Individuals with a traditional 401(k) will also have to pay income tax based on their current tax bracket. A Roth 401(k) is filled with post-tax dollars, which means that you have already paid income taxes on your contributions.
These penalties are important to know because a $50,000 withdrawal could amount to a little over half as much once income taxes and withdrawal penalties go into effect.
What happens if you cash out your 401(k) after age 59.5?
If you want to cash out your 401(k) after age 59.5, you're free from the 10 percent withdrawal penalty. However, you'll still have to pay income taxes on a traditional 401(k).
If you have had a Roth 401(k) for at least five years, you won't have to pay any taxes on your money.
Using your 401(k) funds might make sense for debts with high interest rates.

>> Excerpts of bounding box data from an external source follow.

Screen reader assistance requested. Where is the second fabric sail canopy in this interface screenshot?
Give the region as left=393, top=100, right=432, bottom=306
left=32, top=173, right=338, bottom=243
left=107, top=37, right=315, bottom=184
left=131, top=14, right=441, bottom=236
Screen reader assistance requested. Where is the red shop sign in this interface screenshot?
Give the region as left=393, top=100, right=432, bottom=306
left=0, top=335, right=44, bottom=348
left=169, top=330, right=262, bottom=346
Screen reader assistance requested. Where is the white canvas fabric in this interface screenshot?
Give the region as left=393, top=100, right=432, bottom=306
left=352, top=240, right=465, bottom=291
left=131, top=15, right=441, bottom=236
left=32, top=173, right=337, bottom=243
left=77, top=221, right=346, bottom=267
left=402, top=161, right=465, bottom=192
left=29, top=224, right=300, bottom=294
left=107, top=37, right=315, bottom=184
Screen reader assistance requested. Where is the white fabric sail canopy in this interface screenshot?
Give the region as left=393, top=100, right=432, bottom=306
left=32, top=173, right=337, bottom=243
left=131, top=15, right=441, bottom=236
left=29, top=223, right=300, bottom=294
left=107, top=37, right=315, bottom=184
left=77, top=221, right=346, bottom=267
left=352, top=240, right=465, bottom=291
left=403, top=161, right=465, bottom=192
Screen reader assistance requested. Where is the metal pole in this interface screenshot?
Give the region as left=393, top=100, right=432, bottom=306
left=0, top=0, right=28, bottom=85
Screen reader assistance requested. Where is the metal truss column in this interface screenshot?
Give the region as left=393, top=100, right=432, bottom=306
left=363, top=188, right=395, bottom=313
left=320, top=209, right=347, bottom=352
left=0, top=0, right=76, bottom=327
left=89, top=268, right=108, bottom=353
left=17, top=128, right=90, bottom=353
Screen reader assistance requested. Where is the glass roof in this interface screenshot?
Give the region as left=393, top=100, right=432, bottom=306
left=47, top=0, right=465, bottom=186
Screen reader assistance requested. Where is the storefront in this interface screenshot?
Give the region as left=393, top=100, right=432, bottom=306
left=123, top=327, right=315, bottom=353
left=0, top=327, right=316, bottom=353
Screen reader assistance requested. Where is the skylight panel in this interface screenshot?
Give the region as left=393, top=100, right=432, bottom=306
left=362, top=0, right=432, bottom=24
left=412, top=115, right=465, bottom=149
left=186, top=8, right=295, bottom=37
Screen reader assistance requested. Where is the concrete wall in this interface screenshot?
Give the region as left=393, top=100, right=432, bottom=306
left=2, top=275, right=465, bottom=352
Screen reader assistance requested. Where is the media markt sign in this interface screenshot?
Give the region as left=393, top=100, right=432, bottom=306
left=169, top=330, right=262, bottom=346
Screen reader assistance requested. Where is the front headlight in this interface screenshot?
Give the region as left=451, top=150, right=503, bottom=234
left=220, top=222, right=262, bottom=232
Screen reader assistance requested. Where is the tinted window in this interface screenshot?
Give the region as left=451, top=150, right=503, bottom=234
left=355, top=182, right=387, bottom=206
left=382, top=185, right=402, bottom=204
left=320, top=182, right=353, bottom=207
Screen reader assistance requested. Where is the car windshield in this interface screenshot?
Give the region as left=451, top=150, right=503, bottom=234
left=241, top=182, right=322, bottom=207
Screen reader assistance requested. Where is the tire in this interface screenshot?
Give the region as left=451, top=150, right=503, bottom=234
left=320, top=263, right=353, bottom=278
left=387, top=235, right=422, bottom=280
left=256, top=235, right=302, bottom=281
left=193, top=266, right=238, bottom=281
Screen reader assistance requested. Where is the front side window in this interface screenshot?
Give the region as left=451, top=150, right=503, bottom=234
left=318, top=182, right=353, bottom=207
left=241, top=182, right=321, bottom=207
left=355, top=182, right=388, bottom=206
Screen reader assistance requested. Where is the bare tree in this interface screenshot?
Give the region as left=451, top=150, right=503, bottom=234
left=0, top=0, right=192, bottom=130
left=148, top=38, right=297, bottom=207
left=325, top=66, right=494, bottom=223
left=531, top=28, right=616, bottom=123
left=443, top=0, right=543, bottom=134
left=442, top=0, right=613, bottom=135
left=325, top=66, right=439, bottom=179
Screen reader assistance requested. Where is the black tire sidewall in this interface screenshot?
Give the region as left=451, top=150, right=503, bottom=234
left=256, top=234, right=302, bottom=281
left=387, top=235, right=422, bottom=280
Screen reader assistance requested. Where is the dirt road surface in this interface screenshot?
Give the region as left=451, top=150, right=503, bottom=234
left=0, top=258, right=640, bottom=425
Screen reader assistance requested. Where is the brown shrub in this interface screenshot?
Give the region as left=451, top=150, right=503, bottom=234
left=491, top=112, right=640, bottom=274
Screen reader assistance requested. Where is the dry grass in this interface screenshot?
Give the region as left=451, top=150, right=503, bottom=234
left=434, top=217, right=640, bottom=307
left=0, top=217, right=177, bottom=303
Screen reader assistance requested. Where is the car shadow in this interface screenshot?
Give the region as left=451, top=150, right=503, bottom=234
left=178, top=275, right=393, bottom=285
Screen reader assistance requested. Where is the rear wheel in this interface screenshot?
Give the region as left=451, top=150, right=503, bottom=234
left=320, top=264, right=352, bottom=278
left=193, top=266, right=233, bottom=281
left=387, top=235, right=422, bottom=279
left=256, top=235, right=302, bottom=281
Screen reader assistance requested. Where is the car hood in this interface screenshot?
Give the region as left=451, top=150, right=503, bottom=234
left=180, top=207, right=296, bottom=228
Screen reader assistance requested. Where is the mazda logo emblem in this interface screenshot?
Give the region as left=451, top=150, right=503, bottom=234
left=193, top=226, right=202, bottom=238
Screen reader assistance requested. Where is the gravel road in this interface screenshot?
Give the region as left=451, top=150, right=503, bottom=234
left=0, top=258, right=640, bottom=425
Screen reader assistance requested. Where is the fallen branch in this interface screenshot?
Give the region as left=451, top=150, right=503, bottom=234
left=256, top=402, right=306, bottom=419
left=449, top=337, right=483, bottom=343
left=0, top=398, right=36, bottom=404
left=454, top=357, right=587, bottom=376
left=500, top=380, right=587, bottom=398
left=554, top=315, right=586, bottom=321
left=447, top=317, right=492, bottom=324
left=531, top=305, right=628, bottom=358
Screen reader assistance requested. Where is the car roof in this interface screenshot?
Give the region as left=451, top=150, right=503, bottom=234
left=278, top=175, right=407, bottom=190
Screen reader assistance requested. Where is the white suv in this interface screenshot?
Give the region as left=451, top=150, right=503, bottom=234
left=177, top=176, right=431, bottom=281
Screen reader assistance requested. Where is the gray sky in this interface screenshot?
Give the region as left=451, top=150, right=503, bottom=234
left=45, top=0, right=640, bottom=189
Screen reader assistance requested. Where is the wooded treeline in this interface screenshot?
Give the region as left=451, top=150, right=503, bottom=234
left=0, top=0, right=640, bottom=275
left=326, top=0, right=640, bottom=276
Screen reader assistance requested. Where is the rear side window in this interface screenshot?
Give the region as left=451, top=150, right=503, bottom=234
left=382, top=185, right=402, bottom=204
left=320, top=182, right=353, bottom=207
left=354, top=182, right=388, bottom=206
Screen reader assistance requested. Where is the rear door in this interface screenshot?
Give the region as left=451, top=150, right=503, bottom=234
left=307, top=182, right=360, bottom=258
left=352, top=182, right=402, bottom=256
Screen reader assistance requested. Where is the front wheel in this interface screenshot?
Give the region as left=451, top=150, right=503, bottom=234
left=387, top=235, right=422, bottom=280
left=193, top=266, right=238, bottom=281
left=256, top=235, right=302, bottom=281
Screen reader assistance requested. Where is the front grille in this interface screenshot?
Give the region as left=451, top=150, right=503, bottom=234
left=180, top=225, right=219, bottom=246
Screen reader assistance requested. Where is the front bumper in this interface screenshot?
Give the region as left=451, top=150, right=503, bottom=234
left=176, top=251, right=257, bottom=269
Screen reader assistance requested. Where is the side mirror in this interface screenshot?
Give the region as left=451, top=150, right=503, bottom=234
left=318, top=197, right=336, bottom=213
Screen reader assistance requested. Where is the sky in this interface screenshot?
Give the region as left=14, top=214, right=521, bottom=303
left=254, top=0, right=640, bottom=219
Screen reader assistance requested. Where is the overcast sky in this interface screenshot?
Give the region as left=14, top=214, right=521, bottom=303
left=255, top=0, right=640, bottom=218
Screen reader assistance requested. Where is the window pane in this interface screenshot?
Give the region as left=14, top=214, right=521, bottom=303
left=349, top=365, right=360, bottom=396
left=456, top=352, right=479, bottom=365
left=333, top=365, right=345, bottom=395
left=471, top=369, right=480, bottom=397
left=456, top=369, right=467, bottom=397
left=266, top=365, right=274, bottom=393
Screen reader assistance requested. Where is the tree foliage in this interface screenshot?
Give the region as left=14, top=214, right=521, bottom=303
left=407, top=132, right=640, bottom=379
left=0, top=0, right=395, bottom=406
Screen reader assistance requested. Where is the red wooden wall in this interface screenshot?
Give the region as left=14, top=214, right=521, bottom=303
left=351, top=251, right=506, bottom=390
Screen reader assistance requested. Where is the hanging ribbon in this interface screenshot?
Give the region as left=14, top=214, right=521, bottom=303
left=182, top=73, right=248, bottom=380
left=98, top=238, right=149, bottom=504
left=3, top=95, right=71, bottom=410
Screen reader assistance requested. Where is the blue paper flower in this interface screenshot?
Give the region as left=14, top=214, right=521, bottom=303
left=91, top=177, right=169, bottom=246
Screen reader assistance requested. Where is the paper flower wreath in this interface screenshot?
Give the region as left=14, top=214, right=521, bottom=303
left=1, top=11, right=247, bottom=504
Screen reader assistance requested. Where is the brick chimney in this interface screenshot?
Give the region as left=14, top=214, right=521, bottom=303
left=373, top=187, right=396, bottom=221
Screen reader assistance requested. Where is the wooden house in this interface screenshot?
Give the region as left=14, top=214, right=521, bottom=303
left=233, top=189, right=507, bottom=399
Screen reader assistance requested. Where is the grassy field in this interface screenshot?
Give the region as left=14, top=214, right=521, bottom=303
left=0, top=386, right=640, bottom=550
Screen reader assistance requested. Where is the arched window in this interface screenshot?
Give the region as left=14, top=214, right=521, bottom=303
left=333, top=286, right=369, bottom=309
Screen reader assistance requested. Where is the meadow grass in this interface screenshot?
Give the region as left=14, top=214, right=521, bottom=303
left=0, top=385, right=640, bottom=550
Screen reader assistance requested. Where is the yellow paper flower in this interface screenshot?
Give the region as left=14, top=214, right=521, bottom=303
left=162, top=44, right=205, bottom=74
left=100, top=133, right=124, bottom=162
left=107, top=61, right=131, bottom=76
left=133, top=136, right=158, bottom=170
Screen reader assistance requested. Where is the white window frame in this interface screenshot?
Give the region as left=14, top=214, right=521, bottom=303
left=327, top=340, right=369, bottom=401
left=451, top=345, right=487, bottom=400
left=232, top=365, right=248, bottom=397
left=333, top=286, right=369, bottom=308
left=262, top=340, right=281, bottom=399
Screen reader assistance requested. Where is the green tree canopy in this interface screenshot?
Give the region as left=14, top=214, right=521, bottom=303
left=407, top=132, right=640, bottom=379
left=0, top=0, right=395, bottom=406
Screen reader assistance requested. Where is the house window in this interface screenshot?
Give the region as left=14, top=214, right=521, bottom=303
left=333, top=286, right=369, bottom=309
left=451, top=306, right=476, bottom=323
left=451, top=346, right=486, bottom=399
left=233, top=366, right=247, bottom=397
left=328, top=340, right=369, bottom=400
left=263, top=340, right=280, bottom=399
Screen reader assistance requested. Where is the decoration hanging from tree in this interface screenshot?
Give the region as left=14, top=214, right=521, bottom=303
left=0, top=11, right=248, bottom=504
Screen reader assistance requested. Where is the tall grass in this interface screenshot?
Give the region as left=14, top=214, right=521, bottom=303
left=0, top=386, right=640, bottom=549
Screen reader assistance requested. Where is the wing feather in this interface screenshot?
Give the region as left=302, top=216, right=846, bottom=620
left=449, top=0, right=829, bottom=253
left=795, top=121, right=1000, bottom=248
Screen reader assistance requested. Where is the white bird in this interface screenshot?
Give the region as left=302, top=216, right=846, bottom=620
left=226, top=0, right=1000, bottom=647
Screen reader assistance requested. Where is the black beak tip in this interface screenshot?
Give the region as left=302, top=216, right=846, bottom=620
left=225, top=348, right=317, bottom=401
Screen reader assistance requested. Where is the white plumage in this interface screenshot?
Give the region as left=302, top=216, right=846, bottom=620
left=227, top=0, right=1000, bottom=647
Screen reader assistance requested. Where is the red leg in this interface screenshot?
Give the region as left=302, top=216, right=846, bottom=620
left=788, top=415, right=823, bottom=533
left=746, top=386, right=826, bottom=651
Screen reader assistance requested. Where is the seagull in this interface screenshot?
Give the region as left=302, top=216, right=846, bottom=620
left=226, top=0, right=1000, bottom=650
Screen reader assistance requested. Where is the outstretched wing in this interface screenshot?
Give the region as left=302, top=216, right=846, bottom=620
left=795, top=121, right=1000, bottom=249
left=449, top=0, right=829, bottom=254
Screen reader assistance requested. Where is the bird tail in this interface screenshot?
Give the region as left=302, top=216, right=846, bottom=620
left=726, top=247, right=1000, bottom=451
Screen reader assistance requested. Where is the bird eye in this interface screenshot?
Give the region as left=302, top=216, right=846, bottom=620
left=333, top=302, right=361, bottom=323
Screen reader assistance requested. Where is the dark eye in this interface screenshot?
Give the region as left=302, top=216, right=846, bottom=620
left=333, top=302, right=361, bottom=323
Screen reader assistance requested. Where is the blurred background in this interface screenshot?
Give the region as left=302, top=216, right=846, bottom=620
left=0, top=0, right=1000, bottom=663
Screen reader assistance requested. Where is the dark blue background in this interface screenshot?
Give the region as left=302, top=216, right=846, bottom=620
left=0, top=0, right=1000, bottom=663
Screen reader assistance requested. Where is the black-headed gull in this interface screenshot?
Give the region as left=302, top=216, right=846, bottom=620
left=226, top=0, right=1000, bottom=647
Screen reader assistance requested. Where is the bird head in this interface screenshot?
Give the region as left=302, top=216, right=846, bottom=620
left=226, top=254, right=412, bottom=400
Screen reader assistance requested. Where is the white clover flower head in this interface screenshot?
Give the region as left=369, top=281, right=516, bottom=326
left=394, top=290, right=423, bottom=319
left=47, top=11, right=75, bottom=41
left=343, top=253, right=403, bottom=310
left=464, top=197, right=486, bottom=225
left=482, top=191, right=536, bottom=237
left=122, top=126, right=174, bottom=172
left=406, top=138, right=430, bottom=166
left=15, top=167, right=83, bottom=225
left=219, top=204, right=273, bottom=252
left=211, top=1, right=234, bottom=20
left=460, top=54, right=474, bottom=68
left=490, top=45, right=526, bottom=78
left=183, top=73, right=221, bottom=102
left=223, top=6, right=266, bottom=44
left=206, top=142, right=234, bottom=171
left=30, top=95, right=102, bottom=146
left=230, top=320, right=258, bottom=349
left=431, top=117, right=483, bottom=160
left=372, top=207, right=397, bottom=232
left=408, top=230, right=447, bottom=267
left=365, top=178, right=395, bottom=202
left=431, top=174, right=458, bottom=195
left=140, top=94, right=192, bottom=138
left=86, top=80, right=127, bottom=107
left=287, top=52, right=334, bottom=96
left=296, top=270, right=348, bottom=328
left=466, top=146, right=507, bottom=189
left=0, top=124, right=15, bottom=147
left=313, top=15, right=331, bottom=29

Not all debts are created equal. For example, credit cards have high interest rates around 20 percent, and failing to pay your bills in full will only put you further in debt. In a high-interest situation like this, cashing out a portion of your 401(k) might make sense, but it's important to run the numbers to make sure you can actually get yourself in the green. You will also want to explore all other options before deciding to do this.
In most cases, you should not cash out your 401(k) to pay off low-interest debt since it likely won't be in your best financial interest.
Try other ways to pay off debt and leave the 401(k) as a last resort.
Cashing out your 401(k) early could lead you to pay a boatload in taxes and penalties.
Here are a few options to consider before deciding to pursue a 401(k) withdrawal:
If you have credit card debt or other high-interest debt, call the company to negotiate your interest rate. Borrowers with decent credit can often secure a lower interest rate.
For credit card debt, you can transfer your balance to another credit card with lower interest. You have to pay the transfer fee if applicable. You should prioritize cards with a zero percent interest period to help pay your debt off.
- Consolidate or refinance any loans to get a better interest rate.
- If none of that works, consider a 401(k) loan, which works differently than a withdrawal. You must pay the loan (including interest) in full by the time it's due, or if you leave your current job, the IRS might deduct the money from your 401(k) as a regular withdrawal.